Daily Mail

If this is being young today, I’m glad to be a Baby Boomer

- CHRISTOPHE­R STEVENS

Who’d be young again? Not me, I’m certain of that. I haven’t got the energy for it. Flatmates Charlie and Becca (Tanya Reynolds and Melissa Saint) are best friends in their late 20s, and it looks exhausting.

Their lives, in the sitcom I Hate You (C4), teem with frustratio­n and chaos. Neither has a clue what they want. They have nothing but contempt for the boys they date, they loathe their jobs, they live in squalor, they’re trapped in a cycle of casual sex and alcoholic excess that they neither desire nor enjoy.

If that’s what youth is really like for the Millennial­s, Baby Boomers like me can count ourselves lucky. We might be turning decrepit at the edges now, but at least in our prime we weren’t held hostage to dating apps and dead-end jobs.

The girls have an inkling that their pointless and very expensive degrees offered no educationa­l value, because they’ve started going out with older men, just for the conversati­on.

Almost everyone’s more mature than Millennial­s, of course, but these chaps really are older. Becca’s friend Leonard (Michael Cochrane) is 72, a man of infinite urbanity with a treasury of engrossing tidbits about Etruscan civilisati­on. he’s also happy to pay for dinner, with a good bottle of wine.

And while most young men won’t bother to text after a Tinder date, Leonard sends flowers. of course he does — his generation knows how to behave.

Charlie pretends to sneer, bombarding Becca with adverts for stairlifts and funeral deals. But her latest boyfriend thinks humans evolved from bears, and his idea of eating out is a raw tomato from the fridge. In a fit of jealousy, she finds her own dapper septuagena­rian, Ralph ( Joseph Marcell), and discovers the old-fashioned pleasure of being wined and dined.

Both young women are traditiona­lists at heart. Charlie wears cardigans with lace collars. If only she could have been born a Boomer — she’d have loved Laura Ashley.

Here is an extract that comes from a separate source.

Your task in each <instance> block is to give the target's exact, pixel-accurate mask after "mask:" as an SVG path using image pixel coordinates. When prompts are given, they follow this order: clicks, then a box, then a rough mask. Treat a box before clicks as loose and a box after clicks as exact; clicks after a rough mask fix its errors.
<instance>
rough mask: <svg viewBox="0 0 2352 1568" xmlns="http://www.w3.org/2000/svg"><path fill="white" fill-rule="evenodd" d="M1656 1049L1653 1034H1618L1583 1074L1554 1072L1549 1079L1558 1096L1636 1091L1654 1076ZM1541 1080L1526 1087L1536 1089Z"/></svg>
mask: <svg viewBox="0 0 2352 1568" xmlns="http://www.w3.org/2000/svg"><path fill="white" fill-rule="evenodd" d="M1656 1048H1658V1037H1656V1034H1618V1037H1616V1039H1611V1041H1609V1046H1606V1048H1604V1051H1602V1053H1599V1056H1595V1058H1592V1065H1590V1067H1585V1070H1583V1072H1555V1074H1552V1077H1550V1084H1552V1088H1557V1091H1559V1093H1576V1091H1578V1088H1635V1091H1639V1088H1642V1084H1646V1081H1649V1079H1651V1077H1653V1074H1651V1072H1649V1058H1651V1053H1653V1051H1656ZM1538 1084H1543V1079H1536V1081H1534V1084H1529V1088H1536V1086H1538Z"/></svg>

The problem with getting older, of course, is you don’t have time to waste. Leonard and Ralph realise after a couple of dates there’s little prospect of what today’s youth call ‘the next level’ and what post-war teens termed ‘third base’.

The girls get dumped. Sex was never a serious possibilit­y, though Charlie thought it could be ‘probably quite exciting, like never knowing when he’s going to have a heart attack’.

Served in double doses, this comedy by Robert Popper — creator of the much- missed Friday Night dinner — is stuffed with throwaway lines, some brilliant and some wildly off target.

The second episode is worth watching just for its gag about Einstein’s famous formula, ‘E equals MC Squared’, and a deft moment with a mug of coffee.

And if you are inspired to revive some of the vigour of your bygone youth, think twice before you tackle sea-bathing, as a group of ladies did on the Scottish coast.

one minute they were jumping into breakers on the shore, the next one of them had been seized by the current and swept away. Cameras caught the emergency response of the RNLI lifeboat crew, on Saving Lives At Sea (BBC2).

The ladies were probably asking for trouble when they called themselves the Seafield Sinkers. Karen was back on dry land before hypothermi­a could claim her, but it was touch and go — trying to spot her in the choppy waters, the crew nearly rescued a seal instead.

Their good humour and modest courage is almost as impressive as the action sequences. one lifeboatma­n described how, when his pager went off, ‘I’d just opened a Magnum. And those things aren’t cheap.’